The talk escalated. Pete felt his ears pop-pop-pop. They had forty-six minutes to rig something.
Pete walked over to the Customs shack. He got this little Technicolor brain blip: Carlos Marcello needs to urinate.
The bathroom adjoined the passport counter. Pete checked it out.
It ran about 8 feet by 8 feet square. A flimsy screen covered the back window. The view featured more runways and a line of rattletrap bi-planes.
Carlos was stocky. Chuck was rail thin. He was all-around-huge himself.
Chuck walked in and unzipped by the urinal. “We got a big foul-up. I don’t know if it’s good news or bad.”
“What are you saying?”
“I’m saying the Border Patrol’s set to land in seventeen minutes. They’ve got to refuel here and fly to another airport sixty miles away. That’s where Customs is set to pick up Carlos. That ETA I got is for the other goddamned air—”
“How much money have we got in the plane?”
“Sixteen thousand. Santo said to drop it off with Banister.”
Pete shook his head. “We grease the Customs guys with it. We fucking inundate them, so they’ll take the risk. All we need is a car and a driver outside that window, and you to push Carlos through.”
Chuck said, “I get it.”
Pete said, “If he doesn’t have to piss, we’re fucked.”
The spics dug the plan. Chuck greased them at the rate of two grand per man. They said they’d keep the Border Patrol guys busy while Carlos Marcello took the world’s longest whiz.
Pete loosened the window screen. Chuck stashed the Piper two hangars over.
The spics supplied a ’49 Merc getaway car. The spics supplied a driver—a musclebound fag named Luis.
Pete backed the Merc up to the window. Chuck crouched on the toilet seat with last week’s Hush-Hush.
The Border Patrol plane landed. A crew hustled out refueling pumps. Pete crouched behind the Customs shack and watched.
The spies zipped out the red carpet. A little geek brushed it off with a whisk broom.
Two Border Patrol clowns deplaned. The pilot said, “Let him go. Where’s he gonna run to?”
Carlos tumbled out of the plane. Carlos ran to the shack, knock-kneed in tight BVDs.
L
uis idled the engine. Pete heard the bathroom door slam.
Carlos yelled, “ROGERS, WHAT THE FUCK—?”
The window screen popped out. Carlos Marcello squeezed through—and snagged himself bare-assed in the process.
The run to the Hilton took an hour. Marcello blasted Bobby Kennedy nonstop.
In English. In straight Italian. In Sicilian dialect. In New Orleans Cajun French patois—not bad for a wop.
Luis detoured by a men’s shop. Chuck took down Marcello’s sizes and bought him some threads.
Carlos dressed in the car. Little window-squeeze abrasions bloodied up his shirt.

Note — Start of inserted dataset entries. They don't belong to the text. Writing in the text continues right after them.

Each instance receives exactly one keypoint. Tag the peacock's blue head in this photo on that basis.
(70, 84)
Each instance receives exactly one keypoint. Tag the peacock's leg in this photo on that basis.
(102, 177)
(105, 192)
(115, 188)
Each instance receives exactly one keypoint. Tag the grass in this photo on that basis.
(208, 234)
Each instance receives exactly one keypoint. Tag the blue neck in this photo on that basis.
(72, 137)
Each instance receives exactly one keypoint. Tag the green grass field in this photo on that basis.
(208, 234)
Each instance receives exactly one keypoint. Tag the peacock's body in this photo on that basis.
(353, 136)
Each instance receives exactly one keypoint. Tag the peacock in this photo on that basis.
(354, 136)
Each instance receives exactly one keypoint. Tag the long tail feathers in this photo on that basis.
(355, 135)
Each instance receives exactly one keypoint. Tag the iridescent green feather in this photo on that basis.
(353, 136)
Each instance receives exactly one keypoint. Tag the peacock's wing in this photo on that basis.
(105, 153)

The hotel manager met them at the freight entrance. They freight-lifted up to the penthouse on the QT.
The manager unlocked the door. One glance said Stanton delivered.

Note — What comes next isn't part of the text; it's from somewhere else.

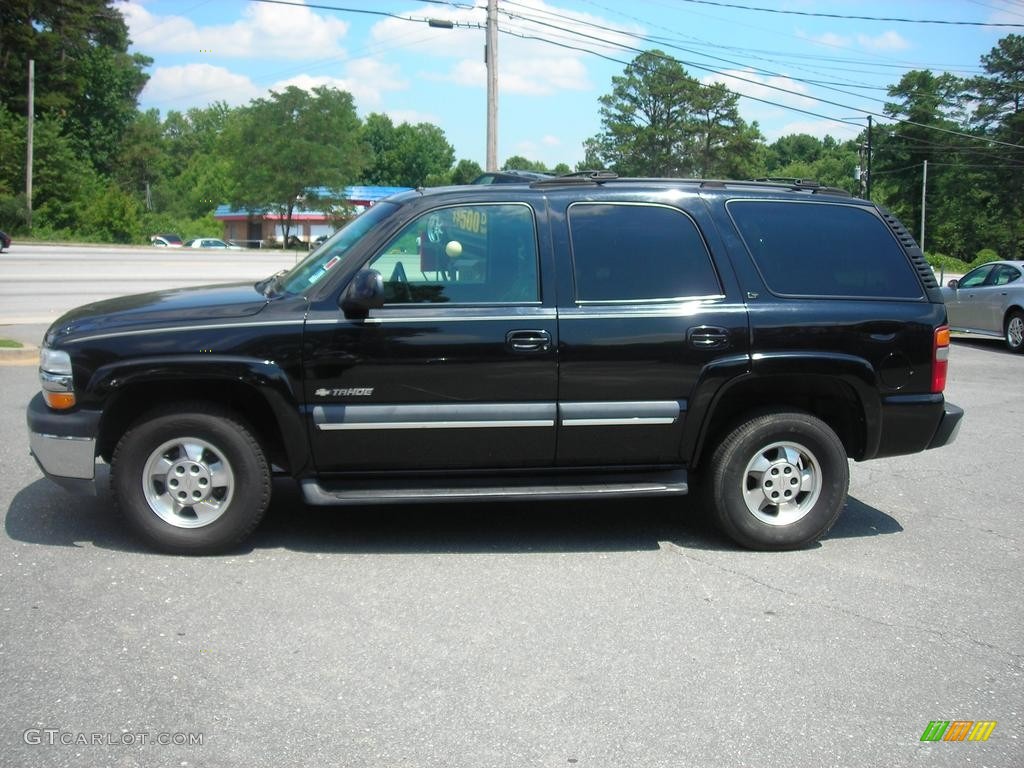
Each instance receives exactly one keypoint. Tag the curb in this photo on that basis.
(19, 356)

The pad featured three bedrooms, three bathrooms and a rec room lined with slot machines. The living room was Kemper Boyd fantasy size.

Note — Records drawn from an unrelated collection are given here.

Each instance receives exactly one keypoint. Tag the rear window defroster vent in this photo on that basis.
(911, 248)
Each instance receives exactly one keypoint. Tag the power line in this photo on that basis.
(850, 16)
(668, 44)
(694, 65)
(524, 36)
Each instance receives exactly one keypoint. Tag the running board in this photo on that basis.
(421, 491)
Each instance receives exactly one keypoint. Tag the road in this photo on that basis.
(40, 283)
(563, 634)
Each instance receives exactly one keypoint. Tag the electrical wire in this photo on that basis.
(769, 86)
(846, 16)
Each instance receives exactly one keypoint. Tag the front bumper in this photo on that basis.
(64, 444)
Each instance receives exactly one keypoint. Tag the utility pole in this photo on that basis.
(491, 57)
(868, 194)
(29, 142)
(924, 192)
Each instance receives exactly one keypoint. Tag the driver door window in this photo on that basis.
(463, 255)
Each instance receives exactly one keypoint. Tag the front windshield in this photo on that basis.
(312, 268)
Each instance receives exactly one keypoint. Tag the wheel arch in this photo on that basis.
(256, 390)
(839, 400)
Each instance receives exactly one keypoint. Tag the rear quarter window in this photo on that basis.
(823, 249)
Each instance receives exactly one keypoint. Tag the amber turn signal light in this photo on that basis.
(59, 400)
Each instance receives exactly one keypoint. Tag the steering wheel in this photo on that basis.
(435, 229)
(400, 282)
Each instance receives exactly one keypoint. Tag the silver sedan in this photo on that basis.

The bar was fully stocked. A guinea cold-cut buffet was laid out. The envelope by the cheese tray contained twenty grand and a note.
Pete & Chuck,
I’m betting you were able to get ahold of Mr. Marcello. Take good care of him. He’s a valuable friend to the Cause.
JS
Marcello grabbed the money. The manager genuflected. Pete showed him the door and slipped him a C-note.
Marcello snarfed salami and breadsticks. Chuck built a tall Bloody Mary.
Pete paced off the suite. Forty-two yards lengthwise—whoa!
Chuck curled up with a hate mag. Marcello said, “I really had to piss. When you hold a piss that long it pisses you off.”
Pete snagged a beer and some crackers. “Stanton’s got you a lawyer in D.C. You’re supposed to call him.”
“I’ve talked to him already. I’ve got the best Jew lawyers money can buy, and now I’ve got him.”
“You should call him now and get it over with.”
“You call him. And stay on the line in case I need you to translate. Lawyers talk this language I don’t always get the first time around.”
Pete grabbed the coffee table extension. The hotel operator placed his call.
Marcello picked up the bar phone. The long-distance rings came through faint.